By Jitske Hoogenboom

Three years ago, Bruce Britton and I started a journey together to design and deliver an action learning programme for PAX. We’ve finally managed to close our own learning loop [1] by reflecting on the process. The PAX action learning programme was designed to promote learning at the individual, collective and organisational levels and we have learned much about learning which we hope to share widely through our Praxis Paper Innovations in Action Learning: connecting individual, collective and organisational learning in PAX’s action learning programme.

We realised that our ability to close our learning loop was helped by three things that were important elements of the action learning programme as well: firstly, reflecting on a practical experience (i.e. doing); secondly, the presence of a focus for exploration (i.e. reflecting); and thirdly, writing as a way to make explicit what our reflections may mean for future learning programmes. PAX now has many ideas to test in future learning processes that would not have emerged without us writing the Praxis Paper. Hence, the writing of this paper has reinforced some of what we learned from implementing the programme.

Participants that benefitted most from the action learning programme used it to work on challenges really close to their day-to-day work, to the doing. This is mirrored in our experience: we would now do many things differently, but we needed to implement the programme to be able to come up with these changes. Learning is in doing.

The writing of the Praxis Paper has confronted us again with the value of focus. In the programme we used learning questions to focus the learning. This was an important element of the impact for several participants. We started the Praxis Paper with not one, but several questions that we, ourselves, wanted to answer. This made it all-too-easy for us to explore many interesting side tracks, but also made it difficult at times to stay on track. We have tried our best to integrate the most valuable lessons into one paper in a way consistent with the questions we set ourselves.

Participants in the action learning programme valued the use of an online sharespace which they used to share their learning. This proved valuable not only for recording and sharing, but also for making explicit theories and ideas, connecting the dots to the extent that they could be translated into new action. Writing also did that for us: while implementing the action learning process, we discussed the implications of challenges we encountered and adapted. By making these challenges explicit while writing this paper, we have arrived at a whole set of adjustments or things to consider in future learning programmes, and at several new observations that we did not recognise before.  

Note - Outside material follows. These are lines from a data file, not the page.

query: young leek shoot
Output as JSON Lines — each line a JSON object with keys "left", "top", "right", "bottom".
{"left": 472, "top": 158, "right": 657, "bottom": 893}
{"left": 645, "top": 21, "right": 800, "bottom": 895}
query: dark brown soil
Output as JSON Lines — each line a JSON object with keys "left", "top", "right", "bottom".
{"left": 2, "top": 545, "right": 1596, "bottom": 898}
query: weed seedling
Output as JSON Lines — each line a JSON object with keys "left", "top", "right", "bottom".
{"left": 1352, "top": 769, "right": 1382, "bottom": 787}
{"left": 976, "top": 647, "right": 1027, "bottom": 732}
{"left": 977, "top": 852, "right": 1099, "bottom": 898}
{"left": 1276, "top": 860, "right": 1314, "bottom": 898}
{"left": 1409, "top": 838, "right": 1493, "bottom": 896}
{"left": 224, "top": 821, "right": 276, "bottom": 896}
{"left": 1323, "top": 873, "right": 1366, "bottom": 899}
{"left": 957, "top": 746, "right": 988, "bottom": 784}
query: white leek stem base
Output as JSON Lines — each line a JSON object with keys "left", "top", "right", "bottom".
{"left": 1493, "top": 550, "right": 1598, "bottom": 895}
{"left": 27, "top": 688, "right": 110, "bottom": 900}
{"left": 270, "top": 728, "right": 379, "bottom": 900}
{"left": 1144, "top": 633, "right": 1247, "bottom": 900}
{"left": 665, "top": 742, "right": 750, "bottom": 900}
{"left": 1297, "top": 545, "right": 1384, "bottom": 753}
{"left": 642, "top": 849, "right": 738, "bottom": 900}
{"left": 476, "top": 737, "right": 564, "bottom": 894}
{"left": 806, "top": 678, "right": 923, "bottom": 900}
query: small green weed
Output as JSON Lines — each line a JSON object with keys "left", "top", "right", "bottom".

We hope the paper will encourage others to try action learning as we believe even more strongly that it is a very valuable method for personal growth and learning in complex situations. One of the innovations we brought to the programme was the connection between different learning levels (individual, collective and organisational) and we’d be keen to hear from others who have tried to make similar connections through action learning.

[1] Kolb, D. (1984), Experiential Learning: Experience as the Source of Learning and Development. Prentice-Hall. By ‘learning loop’ we mean the experiential learning cycle that comprises doing, reflecting, connecting and testing.